Tracey Spicer Launches Anti-Sexual Harassment Group NOW
There have been many Australian feminists who have wanted to import the #MeToo movement into Australia. The most prominent one is former newsreader Tracey Spicer who vowed she would out 40 sexual predators in the entertainment industry and urged other women to contact her with their own #MeToo stories.
Spicer and the other Australian #MeToo story hunters have not got off to a good start. Out of the three Australian entertainment figures who have been accused of sexual harassment, two Craig McLachlan and Geoffrey Rush have launched defamation action against the publications that reported the allegations. Spicer is well short of the 40 she vowed to out.
Spicer herself has a history of viewing all men as natural sexual predators. She once wrote that she did not want men to sit next to her children on plane flights because of the risk they could abuse them. She also labelled Tony Abbott a creep on Twitter when she feel for a fake photo showing him looking down the cleavage of former Liberal MP Fiona Scott.

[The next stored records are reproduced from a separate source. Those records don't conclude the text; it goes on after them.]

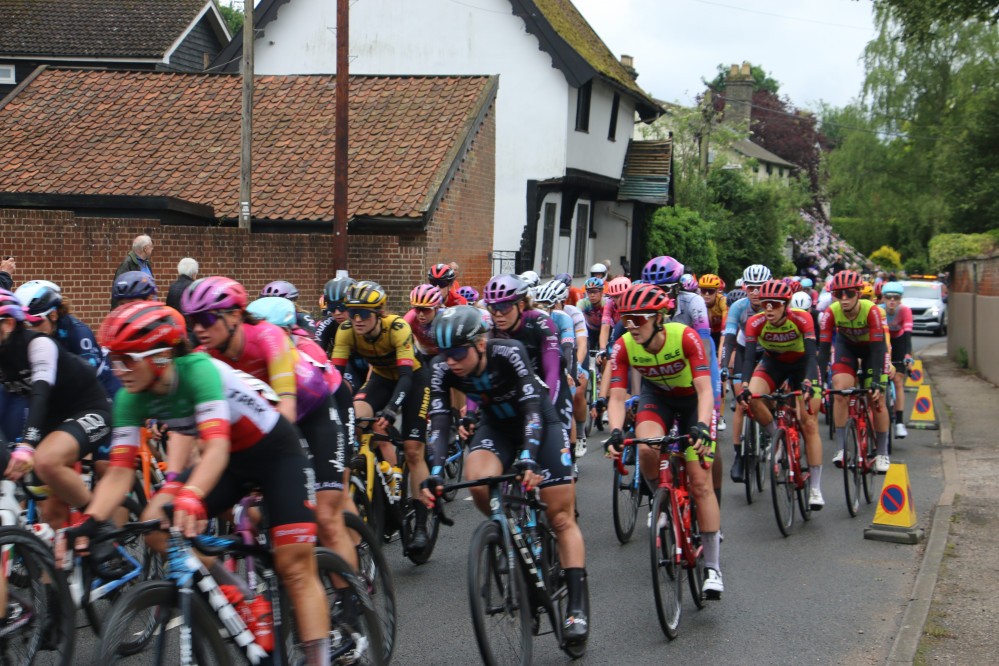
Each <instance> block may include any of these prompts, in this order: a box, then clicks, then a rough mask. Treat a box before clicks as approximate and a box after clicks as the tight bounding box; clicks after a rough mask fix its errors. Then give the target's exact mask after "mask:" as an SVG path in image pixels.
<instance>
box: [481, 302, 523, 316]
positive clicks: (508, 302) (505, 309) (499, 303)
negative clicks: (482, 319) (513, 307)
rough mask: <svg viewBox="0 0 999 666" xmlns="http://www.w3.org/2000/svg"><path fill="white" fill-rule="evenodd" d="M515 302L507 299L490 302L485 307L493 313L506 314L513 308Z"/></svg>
mask: <svg viewBox="0 0 999 666" xmlns="http://www.w3.org/2000/svg"><path fill="white" fill-rule="evenodd" d="M516 304H517V303H516V302H514V301H509V302H507V303H490V304H489V305H487V306H486V307H487V308H488V309H489V311H490V312H491V313H493V314H506V313H507V312H509V311H510V310H512V309H513V306H514V305H516Z"/></svg>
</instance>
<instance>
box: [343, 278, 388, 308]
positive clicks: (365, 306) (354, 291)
mask: <svg viewBox="0 0 999 666" xmlns="http://www.w3.org/2000/svg"><path fill="white" fill-rule="evenodd" d="M386 300H388V297H387V296H386V294H385V289H384V288H382V286H381V285H380V284H378V283H377V282H371V281H369V280H362V281H361V282H358V283H357V284H355V285H353V286H352V287H351V288H350V291H348V292H347V298H346V299H345V300H344V303H345V304H346V305H347V307H349V308H370V309H372V310H380V309H381V308H383V307H384V306H385V301H386Z"/></svg>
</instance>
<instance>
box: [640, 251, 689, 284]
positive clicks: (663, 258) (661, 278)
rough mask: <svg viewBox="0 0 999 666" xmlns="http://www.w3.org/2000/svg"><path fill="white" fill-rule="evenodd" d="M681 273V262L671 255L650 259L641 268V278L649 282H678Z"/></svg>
mask: <svg viewBox="0 0 999 666" xmlns="http://www.w3.org/2000/svg"><path fill="white" fill-rule="evenodd" d="M681 275H683V264H681V263H680V262H679V261H677V260H676V259H674V258H673V257H667V256H662V257H656V258H655V259H650V260H649V263H647V264H645V268H643V269H642V280H644V281H645V282H648V283H649V284H671V283H673V282H679V281H680V276H681Z"/></svg>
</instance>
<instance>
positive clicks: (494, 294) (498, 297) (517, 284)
mask: <svg viewBox="0 0 999 666" xmlns="http://www.w3.org/2000/svg"><path fill="white" fill-rule="evenodd" d="M527 290H528V286H527V283H526V282H524V281H523V280H522V279H520V278H519V277H517V276H516V275H510V274H505V275H496V276H494V277H493V278H492V279H490V280H489V282H487V283H486V290H485V292H483V294H482V300H484V301H485V302H486V303H488V304H490V305H492V304H493V303H506V302H510V301H519V300H521V299H523V298H524V297H525V296H527ZM479 316H480V317H481V316H482V315H479Z"/></svg>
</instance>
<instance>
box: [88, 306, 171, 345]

This history has not stopped her launching a new organisation to end sexual harassment, intimidation and abuse in Australian workplaces called NOW. It’s slogan is: #MeToo is the movement. NOW is the moment. Spicer has claimed over 1500 have contacted her to share their own #MeToo stories, which for somebody of Spicer’s prominence isn’t that many and then one can rightly question how many of those stories are creditable.
Spicer’s first goal with NOW is to ask for money, $250,000 is the target, she has received $30,000 so far. If you donate over $100 you a get a NOW t-shirt. NOW plans to use the money to connect survivors to counseling and legal support and to fund research and education programs, and to work with government and industries to develop solutions.
The promotional video for NOW begins by quoting an Australian Bureau of Statistics survey which claimed that one in two women and one in four men have been sexually harassed in their lifetime (harassment includes inappropriate comments about the person’s body or sex life). Despite stating that men can be victims of sexual harassment the promotional video only features female Australian celebrities. It also claims that incidents of sexual harassment has increased over the past decade.
https://vimeo.com/261673437
We should all be very wary about NOW and its plans, organisations such as this need new issues to campaign on and new victims to champion to remain relevant and to keep the money coming in. NOW is not going to in 10 years time claim that sexual harassment has been eradicated and declare mission accomplished.
We should also be mindful of the history of feminists to fabricate stories of harassment and assault and resort to the demonization of all men and the portrayal of women as helpless victims. We should also recall the shameful Australian Human Rights Commission Report last year that claimed that sexual harassment and assault was an epidemic at Australian universities. It had a flawed survey sample and incidents of harassment included things as innocuous as staring or asking someone on a date.
Spicer claims that NOW will be non-partisan but it will most likely favour of the policies of parties such as Labor and Greens who promise more government money to feminist causes and will help peddle the feminist victim narrative. You can also imagine employers desperate to not be accused of being a sexist workplace signing up their employees to NOW workshop sessions.
Let us hope that NOW itself does not actually create victims by ruining the careers of innocent men who get accused of sexual harassment in the workplace. We already have enough feminist organisations in Australia only too eager to demonize men and claim we live in a rape culture. But with a founder like Spicer with her history it is certainly a cause for concern.